The first hurdle to overcome was the shutting down of the offline mode for the MikesBikes simulation. This took away the ability to guess and check, and enforced the need for strong decision making skills. Buchanan and O’Connell (2006) explain that risk is an inescapable part of each and every decision made. This holds true to the simulation, as no matter where we focused our efforts, and regardless of how effective the measure would be, it came with cons. Even the best decisions made would result in opportunity costs.

Yukl (2013) defined that managerial work is interchangeable, and usually reactive in nature. I found this especially true within this assignment, as we are required to operate many different parts of the company to suitably fit into a fluctuating environment. Indeed, without the ability to observe within even the limited accuracy of offline mode, our decisions needed to be weighed up against prior knowledge of both the game and our rivalling companies. This week’s decision making was possibly the hardest to assess, as with no real prior knowledge of what our opponents are up to, we had to simply attempt to optimise our own position.

With each team vying for sales and market share, we must be careful not to fall victim to focal biases that could warp our future decisions. Hammond, Keeney and Raiffa (1998) extrapolate on ideas of unconscious human flaws which often sabotage our ability to make rational choices. There is clear evidence towards risk of the Estimating and Forecasting trap within our working, as every decision we have made is based on unquantifiable assumptions against an unknown market.

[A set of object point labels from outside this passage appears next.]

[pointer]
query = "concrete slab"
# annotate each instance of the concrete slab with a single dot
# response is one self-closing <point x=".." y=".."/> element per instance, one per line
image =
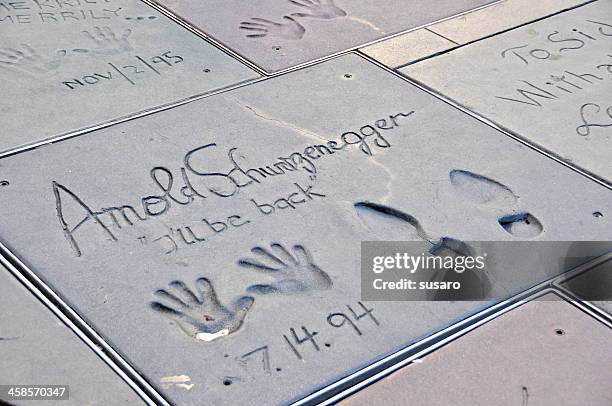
<point x="276" y="35"/>
<point x="502" y="16"/>
<point x="544" y="352"/>
<point x="439" y="37"/>
<point x="595" y="285"/>
<point x="398" y="51"/>
<point x="36" y="348"/>
<point x="69" y="65"/>
<point x="284" y="167"/>
<point x="548" y="82"/>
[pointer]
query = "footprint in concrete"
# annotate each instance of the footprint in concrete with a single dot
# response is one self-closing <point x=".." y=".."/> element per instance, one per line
<point x="475" y="284"/>
<point x="401" y="226"/>
<point x="485" y="191"/>
<point x="481" y="190"/>
<point x="390" y="224"/>
<point x="522" y="225"/>
<point x="294" y="273"/>
<point x="200" y="315"/>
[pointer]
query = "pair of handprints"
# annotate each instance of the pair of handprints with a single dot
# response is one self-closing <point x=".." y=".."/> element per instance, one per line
<point x="27" y="60"/>
<point x="289" y="27"/>
<point x="202" y="316"/>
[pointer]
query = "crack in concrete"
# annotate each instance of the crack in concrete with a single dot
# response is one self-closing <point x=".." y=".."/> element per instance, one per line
<point x="278" y="122"/>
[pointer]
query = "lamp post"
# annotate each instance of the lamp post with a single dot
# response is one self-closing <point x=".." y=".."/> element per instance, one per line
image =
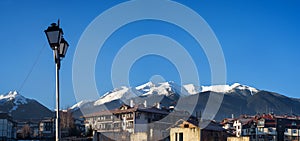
<point x="59" y="46"/>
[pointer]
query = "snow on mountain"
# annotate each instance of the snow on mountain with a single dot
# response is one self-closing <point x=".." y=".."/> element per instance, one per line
<point x="228" y="88"/>
<point x="15" y="97"/>
<point x="192" y="89"/>
<point x="122" y="93"/>
<point x="79" y="104"/>
<point x="167" y="89"/>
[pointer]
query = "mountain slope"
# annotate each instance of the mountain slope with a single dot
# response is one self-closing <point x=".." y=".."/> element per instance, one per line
<point x="22" y="108"/>
<point x="237" y="99"/>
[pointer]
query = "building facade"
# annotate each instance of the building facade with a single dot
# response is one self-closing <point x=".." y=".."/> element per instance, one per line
<point x="191" y="131"/>
<point x="135" y="122"/>
<point x="7" y="127"/>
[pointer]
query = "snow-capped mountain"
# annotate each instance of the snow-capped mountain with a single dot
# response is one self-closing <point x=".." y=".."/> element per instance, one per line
<point x="22" y="108"/>
<point x="14" y="97"/>
<point x="229" y="88"/>
<point x="150" y="88"/>
<point x="167" y="89"/>
<point x="237" y="99"/>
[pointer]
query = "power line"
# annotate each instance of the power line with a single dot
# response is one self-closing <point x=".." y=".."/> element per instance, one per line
<point x="32" y="67"/>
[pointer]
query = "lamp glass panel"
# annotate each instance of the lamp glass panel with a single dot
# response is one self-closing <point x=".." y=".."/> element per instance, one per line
<point x="53" y="37"/>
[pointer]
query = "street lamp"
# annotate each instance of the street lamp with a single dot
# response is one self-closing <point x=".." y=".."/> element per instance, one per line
<point x="59" y="46"/>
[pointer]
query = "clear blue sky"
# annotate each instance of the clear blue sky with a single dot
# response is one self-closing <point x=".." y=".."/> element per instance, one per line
<point x="260" y="41"/>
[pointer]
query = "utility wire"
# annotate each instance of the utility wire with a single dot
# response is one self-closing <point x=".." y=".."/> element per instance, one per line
<point x="32" y="67"/>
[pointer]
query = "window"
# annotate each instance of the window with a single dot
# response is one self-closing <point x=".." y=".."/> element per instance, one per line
<point x="270" y="129"/>
<point x="180" y="137"/>
<point x="294" y="131"/>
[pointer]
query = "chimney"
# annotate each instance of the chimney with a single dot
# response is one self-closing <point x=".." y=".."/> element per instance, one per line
<point x="171" y="108"/>
<point x="145" y="103"/>
<point x="131" y="104"/>
<point x="158" y="105"/>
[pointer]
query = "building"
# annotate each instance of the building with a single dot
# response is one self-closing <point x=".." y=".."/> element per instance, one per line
<point x="47" y="128"/>
<point x="7" y="127"/>
<point x="268" y="127"/>
<point x="191" y="131"/>
<point x="134" y="122"/>
<point x="27" y="129"/>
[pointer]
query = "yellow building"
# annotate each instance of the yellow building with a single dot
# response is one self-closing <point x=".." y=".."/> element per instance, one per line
<point x="191" y="131"/>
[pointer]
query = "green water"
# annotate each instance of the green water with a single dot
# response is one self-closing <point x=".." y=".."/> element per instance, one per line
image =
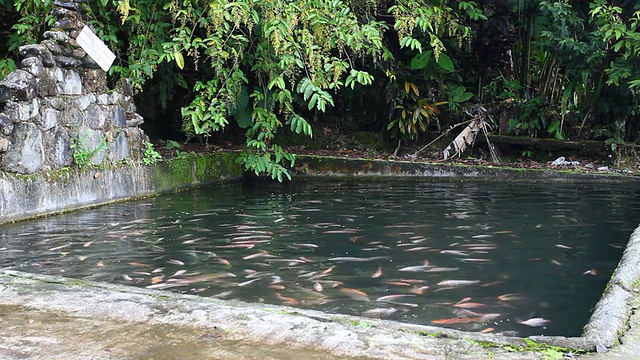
<point x="523" y="250"/>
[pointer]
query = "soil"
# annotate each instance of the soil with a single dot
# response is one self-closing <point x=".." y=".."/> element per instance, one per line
<point x="370" y="146"/>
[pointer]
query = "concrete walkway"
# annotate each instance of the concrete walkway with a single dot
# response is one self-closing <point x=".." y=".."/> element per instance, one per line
<point x="45" y="317"/>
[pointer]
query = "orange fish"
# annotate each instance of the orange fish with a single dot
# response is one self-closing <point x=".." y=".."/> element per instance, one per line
<point x="469" y="305"/>
<point x="397" y="283"/>
<point x="451" y="321"/>
<point x="325" y="272"/>
<point x="509" y="297"/>
<point x="288" y="300"/>
<point x="418" y="290"/>
<point x="355" y="294"/>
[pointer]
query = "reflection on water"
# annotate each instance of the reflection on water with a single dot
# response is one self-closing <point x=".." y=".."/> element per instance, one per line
<point x="515" y="258"/>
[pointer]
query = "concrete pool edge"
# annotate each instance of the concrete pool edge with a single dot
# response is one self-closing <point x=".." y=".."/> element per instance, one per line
<point x="614" y="324"/>
<point x="24" y="197"/>
<point x="262" y="324"/>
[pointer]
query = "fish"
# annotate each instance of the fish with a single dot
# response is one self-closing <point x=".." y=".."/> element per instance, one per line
<point x="248" y="246"/>
<point x="357" y="259"/>
<point x="397" y="283"/>
<point x="355" y="294"/>
<point x="418" y="290"/>
<point x="451" y="321"/>
<point x="454" y="252"/>
<point x="393" y="297"/>
<point x="328" y="270"/>
<point x="248" y="282"/>
<point x="469" y="305"/>
<point x="288" y="300"/>
<point x="137" y="264"/>
<point x="535" y="322"/>
<point x="456" y="283"/>
<point x="379" y="312"/>
<point x="257" y="255"/>
<point x="441" y="269"/>
<point x="345" y="231"/>
<point x="509" y="297"/>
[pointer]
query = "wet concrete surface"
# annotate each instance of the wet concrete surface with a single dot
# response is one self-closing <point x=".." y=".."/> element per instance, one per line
<point x="45" y="317"/>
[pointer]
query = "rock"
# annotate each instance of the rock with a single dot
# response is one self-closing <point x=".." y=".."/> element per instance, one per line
<point x="6" y="125"/>
<point x="119" y="148"/>
<point x="70" y="5"/>
<point x="22" y="111"/>
<point x="4" y="144"/>
<point x="26" y="153"/>
<point x="67" y="62"/>
<point x="134" y="119"/>
<point x="71" y="117"/>
<point x="78" y="54"/>
<point x="46" y="84"/>
<point x="48" y="119"/>
<point x="70" y="83"/>
<point x="119" y="118"/>
<point x="83" y="102"/>
<point x="18" y="85"/>
<point x="123" y="86"/>
<point x="95" y="116"/>
<point x="89" y="63"/>
<point x="52" y="46"/>
<point x="94" y="80"/>
<point x="33" y="65"/>
<point x="59" y="153"/>
<point x="58" y="36"/>
<point x="39" y="51"/>
<point x="92" y="143"/>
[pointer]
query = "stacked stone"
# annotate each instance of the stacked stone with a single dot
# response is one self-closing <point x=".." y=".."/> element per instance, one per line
<point x="58" y="98"/>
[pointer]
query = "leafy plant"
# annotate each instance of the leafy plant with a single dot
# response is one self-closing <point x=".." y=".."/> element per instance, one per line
<point x="415" y="113"/>
<point x="174" y="145"/>
<point x="151" y="156"/>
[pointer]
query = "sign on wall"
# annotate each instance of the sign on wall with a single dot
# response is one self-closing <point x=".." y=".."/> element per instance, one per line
<point x="95" y="48"/>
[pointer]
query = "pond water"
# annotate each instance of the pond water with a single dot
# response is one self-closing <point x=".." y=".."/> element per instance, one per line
<point x="514" y="258"/>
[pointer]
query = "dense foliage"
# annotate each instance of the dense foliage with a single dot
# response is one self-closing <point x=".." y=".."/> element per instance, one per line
<point x="564" y="69"/>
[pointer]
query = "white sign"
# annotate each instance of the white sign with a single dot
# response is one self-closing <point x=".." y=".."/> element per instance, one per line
<point x="95" y="48"/>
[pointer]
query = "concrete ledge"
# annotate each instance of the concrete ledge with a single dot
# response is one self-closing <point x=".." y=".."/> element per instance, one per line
<point x="264" y="326"/>
<point x="27" y="196"/>
<point x="282" y="331"/>
<point x="339" y="166"/>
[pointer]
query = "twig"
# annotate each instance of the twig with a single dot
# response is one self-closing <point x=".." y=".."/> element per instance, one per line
<point x="444" y="134"/>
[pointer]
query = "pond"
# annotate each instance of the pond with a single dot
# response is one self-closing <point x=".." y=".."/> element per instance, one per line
<point x="515" y="258"/>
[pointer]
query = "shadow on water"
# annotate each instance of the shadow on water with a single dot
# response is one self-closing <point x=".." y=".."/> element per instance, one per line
<point x="514" y="258"/>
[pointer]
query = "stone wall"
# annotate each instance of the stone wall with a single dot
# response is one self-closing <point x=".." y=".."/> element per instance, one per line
<point x="57" y="103"/>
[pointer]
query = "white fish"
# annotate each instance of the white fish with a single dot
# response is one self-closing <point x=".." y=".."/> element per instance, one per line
<point x="379" y="312"/>
<point x="534" y="322"/>
<point x="454" y="283"/>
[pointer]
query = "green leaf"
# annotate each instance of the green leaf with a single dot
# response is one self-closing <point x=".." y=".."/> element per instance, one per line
<point x="179" y="59"/>
<point x="445" y="62"/>
<point x="421" y="60"/>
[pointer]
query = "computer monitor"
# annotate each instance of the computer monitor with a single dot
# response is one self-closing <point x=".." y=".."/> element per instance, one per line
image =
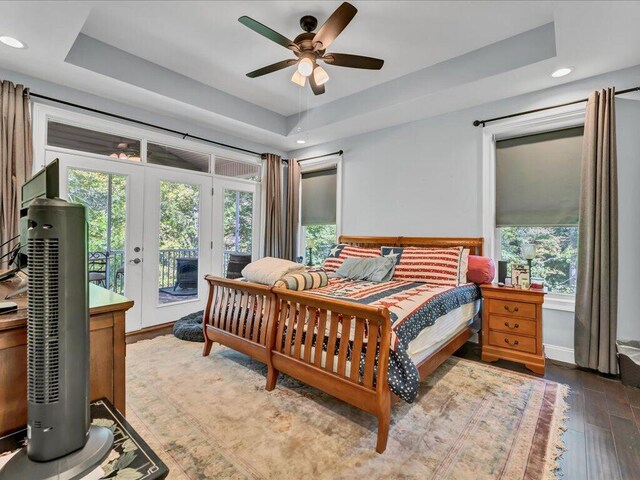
<point x="44" y="184"/>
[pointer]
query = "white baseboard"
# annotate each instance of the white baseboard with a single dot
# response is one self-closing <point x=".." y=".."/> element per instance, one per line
<point x="562" y="354"/>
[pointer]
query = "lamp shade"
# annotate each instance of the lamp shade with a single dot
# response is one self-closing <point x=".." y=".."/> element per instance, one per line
<point x="299" y="78"/>
<point x="305" y="66"/>
<point x="320" y="75"/>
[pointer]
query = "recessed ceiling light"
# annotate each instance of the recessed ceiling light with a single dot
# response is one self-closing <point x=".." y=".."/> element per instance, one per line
<point x="12" y="42"/>
<point x="561" y="72"/>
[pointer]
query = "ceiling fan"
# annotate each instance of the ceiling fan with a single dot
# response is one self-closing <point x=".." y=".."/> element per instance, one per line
<point x="310" y="47"/>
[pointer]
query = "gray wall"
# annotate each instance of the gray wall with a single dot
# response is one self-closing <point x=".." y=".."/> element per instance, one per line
<point x="424" y="178"/>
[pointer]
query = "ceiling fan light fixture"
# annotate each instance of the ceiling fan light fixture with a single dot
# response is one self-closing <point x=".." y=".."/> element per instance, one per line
<point x="299" y="78"/>
<point x="305" y="66"/>
<point x="320" y="75"/>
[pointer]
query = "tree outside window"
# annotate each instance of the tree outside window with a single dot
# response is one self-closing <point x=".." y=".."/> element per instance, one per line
<point x="556" y="261"/>
<point x="320" y="239"/>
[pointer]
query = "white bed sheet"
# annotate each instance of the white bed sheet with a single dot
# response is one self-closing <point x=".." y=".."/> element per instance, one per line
<point x="445" y="327"/>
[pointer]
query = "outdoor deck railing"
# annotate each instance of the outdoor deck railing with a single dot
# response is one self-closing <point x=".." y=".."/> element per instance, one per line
<point x="114" y="275"/>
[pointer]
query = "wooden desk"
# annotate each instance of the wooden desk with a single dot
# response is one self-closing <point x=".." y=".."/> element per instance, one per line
<point x="107" y="320"/>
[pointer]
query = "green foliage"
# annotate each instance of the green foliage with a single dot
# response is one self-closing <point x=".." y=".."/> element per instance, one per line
<point x="320" y="238"/>
<point x="556" y="254"/>
<point x="238" y="204"/>
<point x="179" y="215"/>
<point x="91" y="189"/>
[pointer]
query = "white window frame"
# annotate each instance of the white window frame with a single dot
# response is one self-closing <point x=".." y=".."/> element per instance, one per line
<point x="42" y="114"/>
<point x="557" y="119"/>
<point x="315" y="165"/>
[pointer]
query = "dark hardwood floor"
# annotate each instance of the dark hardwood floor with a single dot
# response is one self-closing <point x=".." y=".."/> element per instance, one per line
<point x="603" y="426"/>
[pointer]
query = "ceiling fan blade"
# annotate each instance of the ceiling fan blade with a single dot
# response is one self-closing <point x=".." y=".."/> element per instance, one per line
<point x="317" y="89"/>
<point x="334" y="26"/>
<point x="267" y="32"/>
<point x="274" y="67"/>
<point x="352" y="61"/>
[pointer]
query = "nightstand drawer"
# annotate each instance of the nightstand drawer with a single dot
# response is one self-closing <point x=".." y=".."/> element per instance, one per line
<point x="512" y="342"/>
<point x="512" y="309"/>
<point x="512" y="325"/>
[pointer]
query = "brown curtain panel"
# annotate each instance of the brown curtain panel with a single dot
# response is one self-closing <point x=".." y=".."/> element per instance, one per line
<point x="597" y="285"/>
<point x="15" y="159"/>
<point x="273" y="210"/>
<point x="293" y="211"/>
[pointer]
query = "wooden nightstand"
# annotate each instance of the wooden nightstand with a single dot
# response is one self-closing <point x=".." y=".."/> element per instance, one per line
<point x="512" y="326"/>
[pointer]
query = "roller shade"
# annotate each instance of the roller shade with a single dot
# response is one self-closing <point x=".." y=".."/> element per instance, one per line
<point x="538" y="179"/>
<point x="318" y="197"/>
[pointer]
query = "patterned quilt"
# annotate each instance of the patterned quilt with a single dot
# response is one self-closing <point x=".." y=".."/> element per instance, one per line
<point x="413" y="306"/>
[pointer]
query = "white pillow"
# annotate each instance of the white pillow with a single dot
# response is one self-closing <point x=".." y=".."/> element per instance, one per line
<point x="464" y="266"/>
<point x="269" y="270"/>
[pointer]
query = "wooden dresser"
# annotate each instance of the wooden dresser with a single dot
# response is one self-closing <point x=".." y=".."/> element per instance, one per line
<point x="512" y="326"/>
<point x="107" y="320"/>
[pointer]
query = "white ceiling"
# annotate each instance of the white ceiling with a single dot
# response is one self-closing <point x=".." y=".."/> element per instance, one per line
<point x="212" y="52"/>
<point x="205" y="41"/>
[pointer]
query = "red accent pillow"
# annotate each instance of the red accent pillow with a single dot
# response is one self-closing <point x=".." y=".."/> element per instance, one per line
<point x="341" y="251"/>
<point x="481" y="269"/>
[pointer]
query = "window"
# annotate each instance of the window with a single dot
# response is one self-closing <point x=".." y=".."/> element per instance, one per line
<point x="537" y="202"/>
<point x="91" y="141"/>
<point x="177" y="157"/>
<point x="318" y="240"/>
<point x="556" y="254"/>
<point x="235" y="169"/>
<point x="318" y="202"/>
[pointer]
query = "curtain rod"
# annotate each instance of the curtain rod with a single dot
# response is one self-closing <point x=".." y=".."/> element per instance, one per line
<point x="339" y="152"/>
<point x="477" y="123"/>
<point x="140" y="122"/>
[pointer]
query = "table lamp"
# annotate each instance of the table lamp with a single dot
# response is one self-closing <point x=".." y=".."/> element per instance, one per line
<point x="529" y="253"/>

Our team values are heavily shifted towards individual ideas brought together for refinement. Each member of the group develops their own plans, which during our weekly meetings we discuss and piece together. Thus, individual biases are compared, and hopefully rooted out, and our choices are ideally the most optimal we can make with the limited details of the market situation we know.



References:

Buchanan, L. & O'Connell, A. (2006). A brief history of decision making. Harvard Business Review, 84(1), 32–41

Daudelin, M. W. (1996). Learning from experience through reflection. Organizational Dynamics, 24(3), 36–48

Hamond, J. S., Keeney, R. L., & Raiffa. H. (1998). Hidden traps in decision making. Harvard Business Review, 76(5), 47+ 

Yukl, G. A. (2013). Nature of managerial work. In Leadership in organisations (8th ed., pp. 23-47).